In [17]:
import numpy as np
import matplotlib.pyplot as plt
import torch
import torchvision
import torchvision.transforms as transforms
from torchvision.datasets import CIFAR10
from torch.utils.data import random_split
from torch.utils.data.dataloader import DataLoader
import torch.nn as nn
import torch.optim as optim
import torch.nn.functional as F
import time

Making the given dataset compatible with the input of AlexNet model. 

In [18]:
transform_custom = transforms.Compose([
    transforms.Resize((227,227)),
    transforms.ToTensor(),
    transforms.Normalize(mean=[0.485, 0.456, 0.406], std=[0.229, 0.224, 0.225])
])

Loading the dataset

In [19]:
train_data = CIFAR10('data/', train=True, download=True, transform=transform_custom)
test_data = CIFAR10('data/', train=False, download=True, transform=transform_custom)

In [20]:
print(f"Train data size: {len(train_data)}")
print(f"Test data size: {len(test_data)}")

Data is split into train and validation data.

In [21]:
torch.manual_seed(30)
validation_size = 15000 
train_size = len(train_data) - validation_size
train_data, validation_data = random_split(train_data, [train_size, validation_size])

In [22]:
train_dl = DataLoader(train_data, batch_size=64, shuffle=True)
validation_dl = DataLoader(validation_data, batch_size=64, shuffle=False)
test_dl = DataLoader(test_data, batch_size=64, shuffle=False)

# CNN

A medium deep network with 3 Conv and 2 FC layers.
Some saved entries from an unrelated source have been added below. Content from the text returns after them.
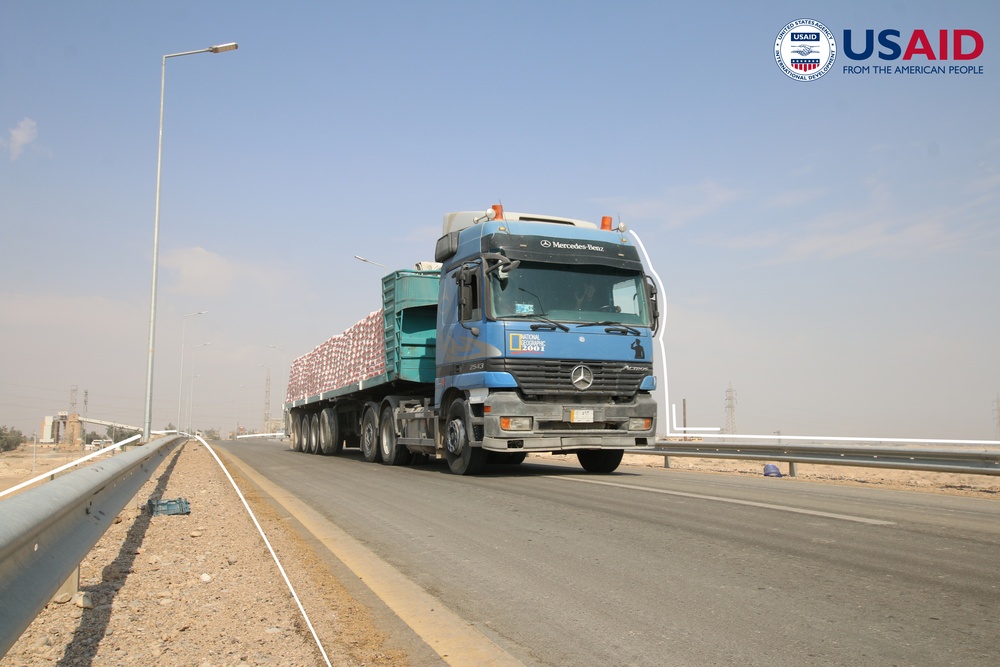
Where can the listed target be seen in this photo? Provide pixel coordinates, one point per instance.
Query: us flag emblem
(805, 50)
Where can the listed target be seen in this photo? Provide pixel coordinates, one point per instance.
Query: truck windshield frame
(573, 293)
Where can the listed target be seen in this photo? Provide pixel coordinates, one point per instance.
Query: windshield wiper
(612, 327)
(535, 327)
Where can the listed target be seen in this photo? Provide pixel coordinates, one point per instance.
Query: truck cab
(544, 340)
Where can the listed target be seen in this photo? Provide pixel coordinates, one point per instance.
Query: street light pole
(368, 261)
(180, 388)
(148, 419)
(191, 390)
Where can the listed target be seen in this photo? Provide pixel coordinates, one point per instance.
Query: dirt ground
(202, 589)
(198, 589)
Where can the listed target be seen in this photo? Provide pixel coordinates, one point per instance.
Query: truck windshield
(567, 293)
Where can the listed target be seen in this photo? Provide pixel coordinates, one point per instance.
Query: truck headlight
(515, 423)
(640, 424)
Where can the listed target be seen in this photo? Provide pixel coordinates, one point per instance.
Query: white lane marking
(733, 501)
(456, 640)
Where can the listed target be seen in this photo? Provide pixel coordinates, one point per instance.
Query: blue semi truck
(529, 333)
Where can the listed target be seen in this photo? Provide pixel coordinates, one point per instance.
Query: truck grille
(544, 377)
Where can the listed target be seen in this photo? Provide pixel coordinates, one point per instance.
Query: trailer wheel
(600, 460)
(330, 441)
(296, 420)
(392, 453)
(313, 431)
(463, 458)
(369, 435)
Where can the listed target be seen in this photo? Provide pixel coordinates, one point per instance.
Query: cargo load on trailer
(530, 333)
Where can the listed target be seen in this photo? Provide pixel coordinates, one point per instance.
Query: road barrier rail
(46, 531)
(964, 459)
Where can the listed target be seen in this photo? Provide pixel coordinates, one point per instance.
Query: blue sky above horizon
(830, 248)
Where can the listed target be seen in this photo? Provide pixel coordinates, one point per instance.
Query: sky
(830, 249)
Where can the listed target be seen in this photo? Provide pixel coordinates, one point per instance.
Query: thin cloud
(203, 273)
(21, 136)
(679, 206)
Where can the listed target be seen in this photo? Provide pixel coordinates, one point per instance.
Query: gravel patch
(201, 589)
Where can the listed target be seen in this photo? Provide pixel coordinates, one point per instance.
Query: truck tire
(296, 421)
(313, 441)
(330, 441)
(600, 460)
(369, 434)
(463, 458)
(393, 454)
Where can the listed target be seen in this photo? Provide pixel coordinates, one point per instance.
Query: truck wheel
(463, 458)
(392, 453)
(296, 432)
(369, 435)
(313, 430)
(330, 441)
(600, 460)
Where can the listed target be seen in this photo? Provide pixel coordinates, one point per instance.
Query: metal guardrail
(951, 459)
(46, 531)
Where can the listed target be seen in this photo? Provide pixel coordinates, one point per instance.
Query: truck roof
(459, 220)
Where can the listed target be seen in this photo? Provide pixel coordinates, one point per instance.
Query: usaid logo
(805, 50)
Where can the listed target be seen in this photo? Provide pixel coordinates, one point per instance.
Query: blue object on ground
(175, 506)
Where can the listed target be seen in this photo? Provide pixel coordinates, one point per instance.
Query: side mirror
(651, 295)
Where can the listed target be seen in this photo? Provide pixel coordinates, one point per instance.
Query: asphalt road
(652, 566)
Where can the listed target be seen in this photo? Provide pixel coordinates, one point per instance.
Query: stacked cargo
(357, 354)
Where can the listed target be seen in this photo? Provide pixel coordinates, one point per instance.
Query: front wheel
(313, 426)
(369, 435)
(600, 460)
(463, 458)
(296, 422)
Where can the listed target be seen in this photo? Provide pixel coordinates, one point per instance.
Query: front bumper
(554, 430)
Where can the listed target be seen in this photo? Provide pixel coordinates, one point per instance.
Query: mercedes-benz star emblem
(582, 377)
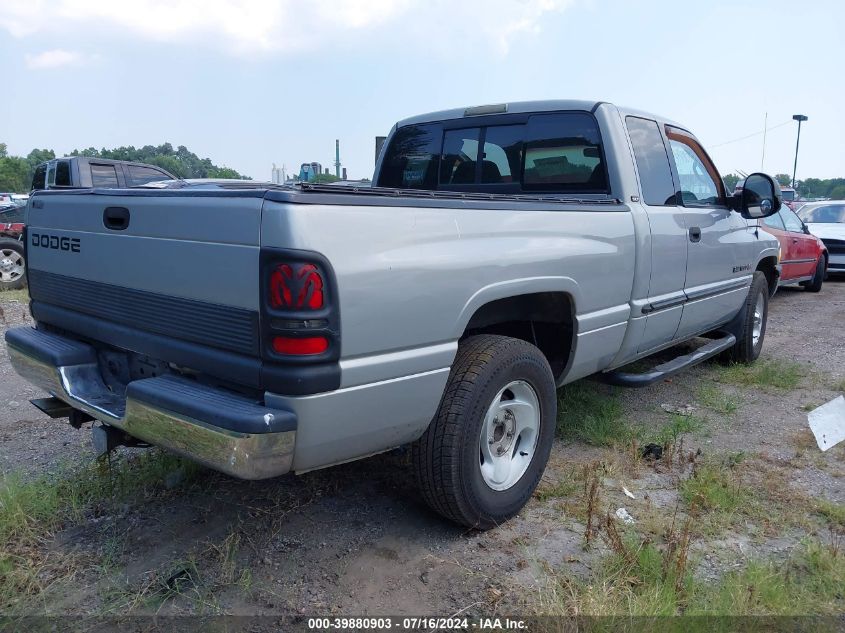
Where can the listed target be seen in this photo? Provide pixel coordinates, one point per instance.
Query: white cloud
(55, 58)
(272, 26)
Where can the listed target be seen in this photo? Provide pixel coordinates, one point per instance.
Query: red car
(803, 257)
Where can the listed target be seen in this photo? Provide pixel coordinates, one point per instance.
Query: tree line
(833, 188)
(16, 171)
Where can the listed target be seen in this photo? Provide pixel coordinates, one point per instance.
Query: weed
(593, 413)
(715, 398)
(834, 513)
(771, 373)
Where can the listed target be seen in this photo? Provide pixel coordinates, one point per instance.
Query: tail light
(299, 307)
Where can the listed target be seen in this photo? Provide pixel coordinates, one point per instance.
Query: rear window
(548, 152)
(141, 175)
(103, 176)
(39, 178)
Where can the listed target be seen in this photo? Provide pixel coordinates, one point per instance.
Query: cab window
(700, 183)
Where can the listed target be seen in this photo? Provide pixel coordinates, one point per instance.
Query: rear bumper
(221, 430)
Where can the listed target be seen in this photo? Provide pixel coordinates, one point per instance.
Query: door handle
(116, 218)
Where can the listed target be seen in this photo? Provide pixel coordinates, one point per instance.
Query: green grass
(771, 373)
(834, 513)
(715, 398)
(716, 489)
(33, 510)
(21, 295)
(640, 583)
(591, 412)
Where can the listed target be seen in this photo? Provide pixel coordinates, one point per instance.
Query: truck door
(716, 278)
(667, 247)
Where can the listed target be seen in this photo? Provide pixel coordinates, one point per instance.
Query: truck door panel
(715, 276)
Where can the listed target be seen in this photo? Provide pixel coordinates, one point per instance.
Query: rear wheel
(815, 284)
(750, 340)
(12, 265)
(482, 456)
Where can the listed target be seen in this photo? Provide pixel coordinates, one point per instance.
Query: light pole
(799, 118)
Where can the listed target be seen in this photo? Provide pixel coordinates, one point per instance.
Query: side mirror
(760, 197)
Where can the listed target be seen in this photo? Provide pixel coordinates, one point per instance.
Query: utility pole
(337, 158)
(799, 118)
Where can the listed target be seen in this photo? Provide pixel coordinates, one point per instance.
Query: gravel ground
(355, 539)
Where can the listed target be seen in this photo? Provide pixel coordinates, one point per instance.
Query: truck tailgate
(162, 262)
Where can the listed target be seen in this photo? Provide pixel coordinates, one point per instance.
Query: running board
(670, 367)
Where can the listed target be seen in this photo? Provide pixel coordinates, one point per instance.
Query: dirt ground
(356, 539)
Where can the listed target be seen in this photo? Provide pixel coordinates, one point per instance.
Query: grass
(646, 579)
(591, 412)
(21, 295)
(33, 510)
(770, 373)
(715, 398)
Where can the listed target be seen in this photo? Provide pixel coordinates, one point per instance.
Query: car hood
(828, 230)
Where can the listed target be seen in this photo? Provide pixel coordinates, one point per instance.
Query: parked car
(505, 250)
(826, 220)
(82, 171)
(804, 258)
(12, 265)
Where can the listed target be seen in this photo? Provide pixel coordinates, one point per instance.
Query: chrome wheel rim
(759, 311)
(509, 435)
(11, 265)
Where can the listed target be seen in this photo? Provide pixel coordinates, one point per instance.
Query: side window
(501, 158)
(459, 157)
(63, 173)
(412, 158)
(699, 181)
(39, 178)
(139, 175)
(791, 221)
(774, 222)
(652, 162)
(563, 153)
(103, 176)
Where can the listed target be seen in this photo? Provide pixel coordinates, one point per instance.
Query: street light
(799, 118)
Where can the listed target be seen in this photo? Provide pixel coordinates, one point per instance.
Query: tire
(492, 377)
(12, 265)
(815, 284)
(747, 349)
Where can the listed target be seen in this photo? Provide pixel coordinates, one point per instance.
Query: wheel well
(544, 319)
(768, 266)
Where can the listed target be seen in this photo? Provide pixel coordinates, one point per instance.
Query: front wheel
(12, 265)
(750, 339)
(482, 456)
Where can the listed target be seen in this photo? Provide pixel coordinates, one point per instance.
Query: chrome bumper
(245, 454)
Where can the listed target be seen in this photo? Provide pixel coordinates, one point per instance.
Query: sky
(249, 83)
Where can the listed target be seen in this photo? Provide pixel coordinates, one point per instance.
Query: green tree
(730, 182)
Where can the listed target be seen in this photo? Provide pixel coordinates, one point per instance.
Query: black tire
(746, 350)
(447, 457)
(815, 284)
(11, 246)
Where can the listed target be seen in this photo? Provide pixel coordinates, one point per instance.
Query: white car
(827, 221)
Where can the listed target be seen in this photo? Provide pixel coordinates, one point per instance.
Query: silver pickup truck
(503, 251)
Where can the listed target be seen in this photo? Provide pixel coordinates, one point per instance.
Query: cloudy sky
(252, 82)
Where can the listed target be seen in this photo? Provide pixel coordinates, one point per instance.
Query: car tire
(12, 265)
(815, 284)
(484, 452)
(749, 343)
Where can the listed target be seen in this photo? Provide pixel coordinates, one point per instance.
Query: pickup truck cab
(82, 171)
(503, 251)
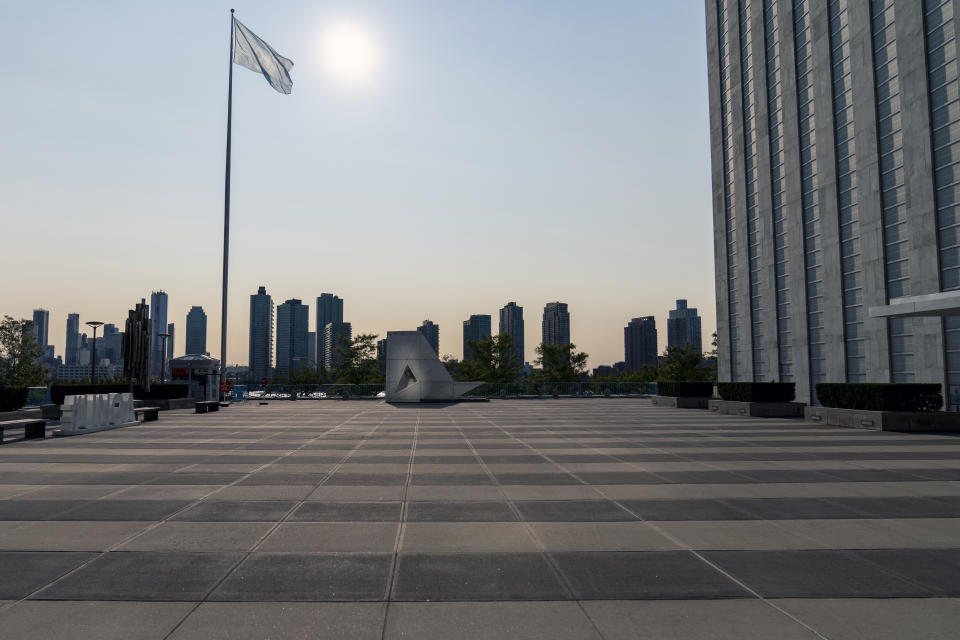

Appropriate functions are called for different activation functions.

In [23]:
class Custom_AlexNet(nn.Module):
    def __init__(self, activation_fn):
        super(Custom_AlexNet, self).__init__()
        self.activation_fn = activation_fn
        
        self.conv1 = nn.Conv2d(in_channels=3, out_channels= 96, kernel_size= 11, stride=4, padding=0 )
        self.maxpool = nn.MaxPool2d(kernel_size=3, stride=2)
        self.conv2 = nn.Conv2d(in_channels=96, out_channels=384, kernel_size=5, stride= 1, padding= 2)
        self.conv3 = nn.Conv2d(in_channels=384, out_channels=256, kernel_size=3, stride=1, padding=1)
        self.fc1  = nn.Linear(in_features= 9216, out_features= 4096)
        self.fc2  = nn.Linear(in_features= 4096, out_features= 10)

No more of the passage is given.